MEASUREMENTS Fifteen-year cumulative incidence of HI (pure-tone average of hearing thresholds at 0.5, 1, 2, and 4 kHz greater than 25 decibels hearing level in either ear). Cigarette smoking, exercise, and other factors were ascertained according to questionnaire. Blood pressure, waist circumference, body mass index, and glycosylated hemoglobin were measured.

RESULTS Follow-up examinations (≥1) were obtained from 87.2% (n=1,678; mean baseline age 61).
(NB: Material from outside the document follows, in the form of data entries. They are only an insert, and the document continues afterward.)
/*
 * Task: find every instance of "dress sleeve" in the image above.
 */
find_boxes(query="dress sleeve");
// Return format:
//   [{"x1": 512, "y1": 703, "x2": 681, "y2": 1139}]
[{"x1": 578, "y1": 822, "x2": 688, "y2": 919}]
The 15-year cumulative incidence of HI was 56.8%. Adjusting for age and sex, current smoking (hazard ratio (HR)=1.31, P=.048), education (<16 years; HR=1.35, P=.01), waist circumference (HR=1.08 per 10 cm, P=.02), and poorly controlled diabetes mellitus (HR=2.03, P=.048) were associated with greater risk of HI. Former smokers and people with better-controlled diabetes mellitus were not at greater risk.

CONCLUSION Smoking, central adiposity, and poorly controlled diabetes mellitus predicted incident HI. These well-known risk factors for CVD suggest that vascular changes may contribute to HI in aging. Interventions targeting reductions in smoking and adiposity and better glycemic control in people with diabetes mellitus may help prevent or delay the onset of HI.